Hoffman’s performance contains a delicate and saddening foundation, fully committed to by one of today’s finest actors. Kaufman’s protagonists are habitually unsympathetic, self-involved types, and their fates seem detached from the audience’s compassion. Caden Cotard, by way of Hoffman, holds our hearts with his tragically fragile grasp. Hoffman has played brash (Before the Devil Knows You’re Dead), melancholy (The Savages), and channeled the depths of inner woe (Capote), but he’s never transcended his own talent with a tour-de-force such as this.

Earning itself a comparison to the great films of the mind, Kaufman’s masterpiece tests the audience’s sense of stability, forcing us to question every scene, its origins, and then, as more is revealed, go back and reconsider them. Seeing it once is not enough. Like Fellini’s 8 ½ and Gilliam’s Brazil, the picture exists on a plane of uncertainty that asks us to consider its meaning, examine the details, and speculate. What we’re shown is unreliable and symbolic. Of course, trying to see the picture on any kind of linear surface is impossible. We must circulate around the thing, ponder, and deliberate. Ironically, orbital thinking is exactly what gets Caden into his predicament, but no matter. Perhaps a more appropriate metaphor is that we should dive into the material and allow its waters to surround us.
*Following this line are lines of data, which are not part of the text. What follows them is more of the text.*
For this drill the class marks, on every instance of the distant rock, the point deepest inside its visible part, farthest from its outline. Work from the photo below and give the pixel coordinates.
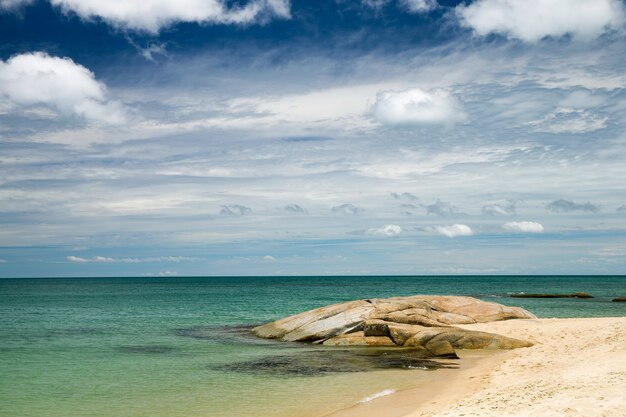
(575, 295)
(419, 322)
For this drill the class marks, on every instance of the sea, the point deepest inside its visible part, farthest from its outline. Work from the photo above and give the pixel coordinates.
(181, 347)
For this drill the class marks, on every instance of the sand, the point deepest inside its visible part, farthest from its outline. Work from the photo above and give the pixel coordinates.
(577, 367)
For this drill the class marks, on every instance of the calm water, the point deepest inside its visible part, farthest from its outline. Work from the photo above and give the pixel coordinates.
(176, 347)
We draw from such introspective viewing an appreciation for the text, both in its ability to present a puzzle box we cannot resist attempting to open and in its abundant rewards upon our discovery of its secrets. Synecdoche, New York aches with sentiments on a life (and indeed all life) not fully lived and overly focused on analysis and reflection, offering rich commentary on remorse and alienation, how inaction and self-pity ultimately prevent forward motion and negligence of time, and do nothing to prolong inevitable death. Such profound observations are rarely paired with ambitious filmmaking this rich.